Teachers, school administrators, children’s advocates and other concerned adults got an eye-opening lesson this (Tuesday) afternoon at a training session about keeping kids safe on the Internet. Mike Ferjak, an investigator with the Attorney General’s office, helped put together the training, to help show adults how to teach “Netsmarts” to schoolchildren.

Ferjack says the way he’s heard it put best is, “We’re never going to ‘arrest our way out of this problem’ — we have to be more pro-active than reactive.” He says if adults can get the warning message out to kids, they’ll be safer from people who try to befriend them for the wrong reasons.

Ferjak says the target group is kids age ten to 17, and researchers tell him that one in seven kids in that age group will be sexually solicited on-line this year. He adds that one in 33 will be “aggressively pursued,” by phone, mail or in person by someone they met on-line. He says rather than falling for a fake identity, a young surfer’s greatest risk is of giving themselves away.

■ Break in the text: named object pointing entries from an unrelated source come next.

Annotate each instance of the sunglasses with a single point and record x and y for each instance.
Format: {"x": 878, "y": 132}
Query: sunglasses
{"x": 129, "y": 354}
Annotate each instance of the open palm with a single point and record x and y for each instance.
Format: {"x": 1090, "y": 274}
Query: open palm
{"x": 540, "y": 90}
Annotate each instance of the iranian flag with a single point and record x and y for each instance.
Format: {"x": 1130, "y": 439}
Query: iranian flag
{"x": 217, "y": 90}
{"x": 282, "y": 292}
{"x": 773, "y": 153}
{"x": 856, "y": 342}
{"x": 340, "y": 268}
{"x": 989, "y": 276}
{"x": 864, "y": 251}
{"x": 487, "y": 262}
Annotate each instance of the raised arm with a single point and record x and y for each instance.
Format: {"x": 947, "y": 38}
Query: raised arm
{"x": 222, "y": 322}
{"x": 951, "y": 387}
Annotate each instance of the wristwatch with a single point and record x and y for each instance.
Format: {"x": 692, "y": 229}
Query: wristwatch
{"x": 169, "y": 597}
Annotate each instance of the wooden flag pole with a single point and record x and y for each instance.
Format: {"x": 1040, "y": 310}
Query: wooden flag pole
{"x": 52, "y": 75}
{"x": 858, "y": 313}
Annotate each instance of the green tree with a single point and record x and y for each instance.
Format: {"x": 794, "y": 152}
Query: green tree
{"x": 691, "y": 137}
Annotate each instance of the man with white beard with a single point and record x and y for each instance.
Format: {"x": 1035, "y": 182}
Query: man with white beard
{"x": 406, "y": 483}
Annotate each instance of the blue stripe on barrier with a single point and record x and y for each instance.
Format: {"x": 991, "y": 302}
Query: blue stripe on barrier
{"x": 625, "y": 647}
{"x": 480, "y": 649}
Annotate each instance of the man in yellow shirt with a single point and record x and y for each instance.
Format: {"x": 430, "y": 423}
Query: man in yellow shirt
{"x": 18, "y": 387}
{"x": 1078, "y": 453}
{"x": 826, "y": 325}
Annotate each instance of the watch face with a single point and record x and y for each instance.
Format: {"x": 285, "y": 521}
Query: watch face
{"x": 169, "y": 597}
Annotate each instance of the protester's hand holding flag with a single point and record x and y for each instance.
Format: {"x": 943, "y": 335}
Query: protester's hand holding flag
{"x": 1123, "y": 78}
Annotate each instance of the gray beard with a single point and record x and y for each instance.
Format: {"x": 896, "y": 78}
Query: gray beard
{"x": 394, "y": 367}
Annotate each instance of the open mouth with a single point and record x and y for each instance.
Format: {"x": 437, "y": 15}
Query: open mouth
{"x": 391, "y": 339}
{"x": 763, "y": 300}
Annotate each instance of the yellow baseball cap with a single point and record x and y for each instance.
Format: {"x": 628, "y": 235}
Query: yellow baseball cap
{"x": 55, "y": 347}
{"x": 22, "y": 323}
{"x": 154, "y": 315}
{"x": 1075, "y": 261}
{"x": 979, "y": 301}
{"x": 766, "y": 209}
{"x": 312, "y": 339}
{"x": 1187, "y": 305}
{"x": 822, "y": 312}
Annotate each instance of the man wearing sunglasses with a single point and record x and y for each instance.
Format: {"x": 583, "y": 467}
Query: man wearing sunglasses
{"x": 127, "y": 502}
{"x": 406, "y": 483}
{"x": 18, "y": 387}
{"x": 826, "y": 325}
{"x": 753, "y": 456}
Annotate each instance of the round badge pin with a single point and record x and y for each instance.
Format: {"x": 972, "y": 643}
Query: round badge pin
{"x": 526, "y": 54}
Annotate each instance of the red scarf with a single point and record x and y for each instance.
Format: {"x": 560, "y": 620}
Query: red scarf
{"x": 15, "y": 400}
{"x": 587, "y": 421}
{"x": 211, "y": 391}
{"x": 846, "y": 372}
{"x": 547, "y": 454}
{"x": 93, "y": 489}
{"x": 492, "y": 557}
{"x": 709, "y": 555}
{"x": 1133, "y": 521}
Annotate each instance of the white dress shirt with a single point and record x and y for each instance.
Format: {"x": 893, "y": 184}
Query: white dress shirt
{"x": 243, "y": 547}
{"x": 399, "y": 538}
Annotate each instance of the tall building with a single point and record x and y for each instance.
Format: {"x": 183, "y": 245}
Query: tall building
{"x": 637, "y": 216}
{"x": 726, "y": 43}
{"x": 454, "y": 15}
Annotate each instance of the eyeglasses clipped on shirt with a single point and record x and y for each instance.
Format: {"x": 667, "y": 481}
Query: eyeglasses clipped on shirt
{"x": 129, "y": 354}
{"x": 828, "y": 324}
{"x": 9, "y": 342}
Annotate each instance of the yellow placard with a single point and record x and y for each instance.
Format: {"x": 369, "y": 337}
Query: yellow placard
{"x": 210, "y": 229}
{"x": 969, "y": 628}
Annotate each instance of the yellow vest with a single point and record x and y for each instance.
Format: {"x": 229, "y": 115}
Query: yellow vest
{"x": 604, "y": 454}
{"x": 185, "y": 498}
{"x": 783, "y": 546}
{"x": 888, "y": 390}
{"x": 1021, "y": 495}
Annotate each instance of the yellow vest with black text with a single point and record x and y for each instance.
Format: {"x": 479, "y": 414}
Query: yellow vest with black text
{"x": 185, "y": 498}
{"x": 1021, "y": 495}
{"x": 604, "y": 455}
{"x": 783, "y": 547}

The single greatest error, he says, is giving out too much personal information, data that a predator will manipulate and exploit. If you don’t think your information’s out there, he says, “Go out and Google your own name and see what comes up.” He says there’s a lot of information on the ‘net about everybody, if not kids then about their parents — as any search engine will quickly prove.

Ferjak says predators are good at putting together those pieces of the puzzle. “With a very small amount of information, such as a screen name and perhaps a piece of somebody’s on-line profile, it takes about 20 minutes to figure out who you are and where you are.” He says the impression that you’re anonymous on the Internet is just that — a myth.

After this week’s training sessions for teachers, Ferjak will do live educational “Netsmarts” lessons for groups of students over the Iowa Communications Network, and classroom presentations also will be offered to any school that signs up, by the Internet Crimes Against Children Task Force.